A great pro-life heroine died in Washington, D.C., on Aug. 12. Anne V. Higgins — “AVH” as she was known to the correspondence staffs of three U.S. presidents — gave her all for unborn babies’ right to life, despite her 30-year battle with various cancers. Higgins’ career is a model for any Catholic who enters public service.

Anne E. Volz was born in New York City to William and Elizabeth Volz. Her father, a firefighter, worked two jobs in post-war America to raise his family. She attended Catholic grade school at Holy Rosary and St. Helena High School in the Bronx.

At her funeral Mass at St. Stephen Martyr in the Foggy Bottom neighborhood of Washington on Aug. 18, Higgins’ surviving brother, Bob, described how she wept for hours at the assassination of John F. Kennedy in 1963. In his eulogy, Pat Buchanan said his long friendship with her began when she was the receptionist in the Manhattan law office of Richard Nixon; the two were working on Nixon’s second presidential campaign. He summarized her core traits as loyalty, courage and compassion.

When Nixon won in 1968, he brought Higgins with him to the White House as his director of correspondence. That position, a longtime function of the State Department, blossomed under her leadership into a primary means of personal communication between the president and the American people. Higgins’ ability to inspire and administer a team of mail analysts, writers, production staff, quality-control personnel and volunteers transformed the correspondence operation into an invaluable presidential asset.

Higgins served in the same position for President Gerald Ford and then returned to full-time work in her first passion: She helped lead the Ad Hoc Committee in Defense of Life, a project of National Review publisher J.P. McFadden. This Washington-based lobby was allied with two national publications, “Lifeletter” and Human Life Review, political and intellectual mainstays of the pro-life movement.

Higgins played a key role in the election of Ronald Reagan by helping to unite the pro-life movement behind him during a crucial phase of the 1980 primary season. She was a natural choice to become President Reagan’s correspondence director. Reagan was a prolific letter writer, and she was responsible for ensuring he received a weekly sample of letters from the public. Many of those letters made their way into the president’s speeches. Letters encouraging the president in his pro-life stance regularly made it into the sample.

The White House correspondence unit also was a hub of hospitality for visitors to Washington. Actors Ernest Borgnine and the late Patricia Neal, who were friends of the Reagans; Cardinal John Foley, who later became the “voice of the Vatican”; Msgr. William Lori, later to become the bishop of Bridgeport, Conn.; and pro-life guests seeking a warm respite during the March for Life were just some of the many who made their way to Higgins’ offices in the Old Executive Office Building.
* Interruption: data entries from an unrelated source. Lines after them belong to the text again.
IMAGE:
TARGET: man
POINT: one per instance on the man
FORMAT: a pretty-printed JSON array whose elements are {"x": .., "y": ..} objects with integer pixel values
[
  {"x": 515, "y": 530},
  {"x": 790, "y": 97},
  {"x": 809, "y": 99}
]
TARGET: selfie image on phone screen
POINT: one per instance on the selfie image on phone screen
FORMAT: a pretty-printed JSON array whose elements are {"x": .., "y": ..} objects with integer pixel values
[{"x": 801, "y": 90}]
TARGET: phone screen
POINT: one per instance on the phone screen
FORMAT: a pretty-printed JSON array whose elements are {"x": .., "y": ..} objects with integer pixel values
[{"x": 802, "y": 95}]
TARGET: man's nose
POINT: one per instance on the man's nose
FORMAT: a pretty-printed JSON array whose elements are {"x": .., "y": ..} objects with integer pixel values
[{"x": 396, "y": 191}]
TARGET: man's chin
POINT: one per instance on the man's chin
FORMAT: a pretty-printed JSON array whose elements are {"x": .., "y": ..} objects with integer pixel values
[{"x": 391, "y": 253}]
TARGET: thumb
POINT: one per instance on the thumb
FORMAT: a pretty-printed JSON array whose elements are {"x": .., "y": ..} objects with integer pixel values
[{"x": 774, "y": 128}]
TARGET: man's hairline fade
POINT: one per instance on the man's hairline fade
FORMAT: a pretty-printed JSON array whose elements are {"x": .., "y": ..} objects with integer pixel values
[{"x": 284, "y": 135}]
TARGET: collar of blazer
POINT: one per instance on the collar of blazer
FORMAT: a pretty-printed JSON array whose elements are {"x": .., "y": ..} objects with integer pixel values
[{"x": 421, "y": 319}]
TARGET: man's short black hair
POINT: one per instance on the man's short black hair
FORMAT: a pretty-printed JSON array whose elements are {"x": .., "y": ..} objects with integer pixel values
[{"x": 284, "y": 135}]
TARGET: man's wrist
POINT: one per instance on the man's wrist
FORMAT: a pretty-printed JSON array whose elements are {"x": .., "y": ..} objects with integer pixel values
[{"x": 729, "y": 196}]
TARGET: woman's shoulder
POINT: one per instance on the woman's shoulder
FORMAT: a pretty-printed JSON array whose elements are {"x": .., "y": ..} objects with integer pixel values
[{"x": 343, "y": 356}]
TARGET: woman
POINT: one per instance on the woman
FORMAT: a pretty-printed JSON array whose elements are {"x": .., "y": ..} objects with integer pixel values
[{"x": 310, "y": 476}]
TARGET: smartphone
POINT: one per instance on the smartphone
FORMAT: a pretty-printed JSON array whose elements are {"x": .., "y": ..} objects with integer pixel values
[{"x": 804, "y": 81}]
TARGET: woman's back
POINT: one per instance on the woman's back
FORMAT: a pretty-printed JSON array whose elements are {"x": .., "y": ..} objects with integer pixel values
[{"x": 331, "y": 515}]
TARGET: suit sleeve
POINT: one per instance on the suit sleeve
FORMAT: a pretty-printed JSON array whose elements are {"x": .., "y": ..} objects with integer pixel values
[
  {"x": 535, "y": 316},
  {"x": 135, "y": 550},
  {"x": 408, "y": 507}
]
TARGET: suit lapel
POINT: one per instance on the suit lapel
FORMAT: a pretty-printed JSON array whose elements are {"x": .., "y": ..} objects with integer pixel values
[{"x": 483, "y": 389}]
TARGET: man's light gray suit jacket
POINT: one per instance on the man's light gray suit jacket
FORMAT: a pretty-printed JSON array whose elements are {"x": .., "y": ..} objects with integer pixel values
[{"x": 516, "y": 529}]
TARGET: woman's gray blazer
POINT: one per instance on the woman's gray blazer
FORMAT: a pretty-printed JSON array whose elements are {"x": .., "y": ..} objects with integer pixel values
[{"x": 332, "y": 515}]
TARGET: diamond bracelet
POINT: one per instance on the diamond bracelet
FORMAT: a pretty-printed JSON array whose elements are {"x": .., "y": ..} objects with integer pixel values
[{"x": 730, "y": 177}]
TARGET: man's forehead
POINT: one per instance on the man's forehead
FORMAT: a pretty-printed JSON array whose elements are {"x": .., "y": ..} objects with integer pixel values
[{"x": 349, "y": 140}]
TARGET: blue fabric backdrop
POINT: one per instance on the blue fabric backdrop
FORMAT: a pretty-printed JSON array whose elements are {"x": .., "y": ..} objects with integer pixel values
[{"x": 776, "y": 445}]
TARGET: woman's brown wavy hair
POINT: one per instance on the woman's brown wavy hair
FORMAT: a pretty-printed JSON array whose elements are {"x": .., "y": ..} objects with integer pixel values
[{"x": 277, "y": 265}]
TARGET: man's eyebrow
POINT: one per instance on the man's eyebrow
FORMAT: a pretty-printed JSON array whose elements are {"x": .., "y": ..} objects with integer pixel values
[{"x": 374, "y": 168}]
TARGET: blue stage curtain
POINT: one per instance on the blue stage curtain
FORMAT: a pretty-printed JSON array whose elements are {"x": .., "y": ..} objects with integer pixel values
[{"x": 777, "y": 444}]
This hospitality, a recognition that the White House belongs to the people, was allied with limitless compassion. Anne Higgins exemplified Jesus’ mandate in Matthew 25 to care for “the least of these.” She helped citizens sort out their problems with government programs and work through legal immigration woes, and even made her offices a home for stray animals the Secret Service rescued on the White House grounds. Every Christmas Eve, she and her husband, George, brought gift bags full of necessities and treats “from Santa” to D.C.’s street people. And at home, this special assistant to the president quietly did housework and errands for her elderly neighbors, including William Carrigan, the man who introduced St. Padre Pio to America.

Loving unborn babies and mothers in need, Higgins was active in the pregnancy-care movement. She encouraged President Reagan’s vocal support for the cause and engineered the founding of one of D.C.’s first centers in the basement of St. Stephen’s. The center now has office space and a home for unwed mothers in northwest D.C.

Her zest for life was legendary. Her annual St. Patrick’s Day Parade in the White House featured a (loud!) bagpiper leading the way and many of her staff wearing green. At all of her office parties, she made sure the White House’s janitors and cleaning ladies could join in the fun.

On holy days of obligation, Higgins always checked with her Catholic staffers to make sure they could get to Mass. Such kindness was just one of the memories that evoked many tears but also laughter and good cheer on the day of her funeral. Fittingly, she was laid to rest in Mount Olivet Cemetery in northeast Washington. There also lie the remains of her husband and those of an unknown, unborn baby she helped to honor with a ceremonial marker in 1978.

Anne Higgins was one of a kind. Surely the God she served with such faith and goodness is welcoming her with the hospitality she constantly showed to others, a hospitality warmed now by the presence of the many babies she strived to save and those she could not, a hospitality that “no eye has seen, nor ear has heard.”

The authors served under Anne Higgins in the Office of Presidential Correspondence in the Reagan administration. Dan Engler is the Register’s TV critic.

Contributions in her memory may be made to Human Life Foundation, 353 Lexington Ave., Room 802, New York, NY 10016.